Brown and his wife owned a home in Newport, Rhode Island on Bellevue Avenue and Hazard Street, and lived at 382 Fifth Avenue in New York City. He was a member of the Metropolitan Club, the Knickerbocker Club, the Union League Club, the Grolier Club, and the Society of Colonial Wars.

==Personal life==
On October 4, 1892, Brown was married to Georgette Wetmore Sherman (1872–1960), the daughter of Annie Derby Rogers (née Wetmore) and William Watts Sherman (1842–1912), a businessman and the treasurer of the Newport Casino who was married to Brown's younger sister in 1885. She was also the niece of Sen. George Peabody Wetmore.

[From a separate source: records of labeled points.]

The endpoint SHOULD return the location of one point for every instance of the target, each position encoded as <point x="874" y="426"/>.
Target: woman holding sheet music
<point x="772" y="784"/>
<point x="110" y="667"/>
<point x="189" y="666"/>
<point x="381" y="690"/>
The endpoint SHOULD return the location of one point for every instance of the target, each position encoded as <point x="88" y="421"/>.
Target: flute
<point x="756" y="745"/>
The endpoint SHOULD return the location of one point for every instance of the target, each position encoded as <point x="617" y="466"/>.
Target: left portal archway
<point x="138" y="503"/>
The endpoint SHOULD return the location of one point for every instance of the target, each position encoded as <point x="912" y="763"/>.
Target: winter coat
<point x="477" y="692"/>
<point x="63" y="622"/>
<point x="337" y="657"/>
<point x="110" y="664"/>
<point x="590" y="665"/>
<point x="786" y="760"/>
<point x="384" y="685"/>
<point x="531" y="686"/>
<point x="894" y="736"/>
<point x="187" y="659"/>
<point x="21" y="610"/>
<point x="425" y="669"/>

On May 1, 1900, his brother died of typhoid fever. After hearing of his brother's death, Harold immediately headed home from a trip in Europe with his wife, only to himself die a few days, aged 36, later upon his return to America. He died at the Hotel Netherland in New York City. Both Harold and his brother willed their estates to his nephew, who became the heir of his family's fortune and was referred to as the richest child in the world at the time. His widow continued to live in Newport, until her death in 1960.